MED1DNA_Complex

MED1:DNA Complex (C. elegans)

Created by Muhibullah Tora

   The MED-1:DNA Complex  (PDB ID: 2KAE) is the association of the MED-1 zinc finger protein (MED1zf) and a very specific DNA sequence. Functionally, MED1zf primarily acts as a transcriptional regulator affecting cell fates and differentiation1. MED1zf is the first GATA-type protein identified that has a binding site that is significantly divergent in binding sequence from the canonical GAT nucleotide sequence with typical GATA-type proteins 2. The proper development of the C. elegans hinges on this one protein’s association with a very specific DNA sequence. And this physiological degree of importance cannot separated from the protein’s structure.

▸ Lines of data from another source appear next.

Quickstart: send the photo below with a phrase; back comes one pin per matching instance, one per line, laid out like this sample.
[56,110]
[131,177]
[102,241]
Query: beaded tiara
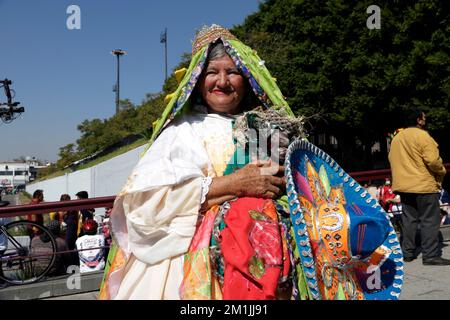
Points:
[209,34]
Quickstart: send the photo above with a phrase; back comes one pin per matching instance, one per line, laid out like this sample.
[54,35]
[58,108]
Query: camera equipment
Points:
[10,110]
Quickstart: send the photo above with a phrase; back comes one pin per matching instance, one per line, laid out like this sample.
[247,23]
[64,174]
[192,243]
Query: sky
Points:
[63,76]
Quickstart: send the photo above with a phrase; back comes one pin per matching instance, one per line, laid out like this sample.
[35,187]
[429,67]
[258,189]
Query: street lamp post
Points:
[163,39]
[118,53]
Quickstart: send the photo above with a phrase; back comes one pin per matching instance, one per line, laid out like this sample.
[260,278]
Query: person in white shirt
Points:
[91,248]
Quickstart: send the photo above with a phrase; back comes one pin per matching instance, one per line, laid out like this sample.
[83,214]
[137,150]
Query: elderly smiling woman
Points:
[204,215]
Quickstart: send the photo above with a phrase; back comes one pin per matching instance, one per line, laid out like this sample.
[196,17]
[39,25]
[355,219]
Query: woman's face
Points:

   In addition to the regulatory targets, MED1 can be considered a divergent GATA-type zinc finger transcription factor. That said, GATA-type transcription factors have been demonstrated to have varying levels of involvement in an array of proteins such as P53 3, CKD-8 4 et al and has also been implicated in disease pathways such as down syndrome 5 and acute megakaryblastic leukemia 6 et al. The biological significance of the MED1zf protein is apparent. Its coupling with DNA to form the MED-1:DNA complex is incumbent upon its function, and its function derives its biological significance. In addition, one can transitively assert that its structure confers its function and its significance. It is thus imperative to analyze the structure of the MED-1:DNA complex to elucidate the intricacies of its function and its mechanism of function.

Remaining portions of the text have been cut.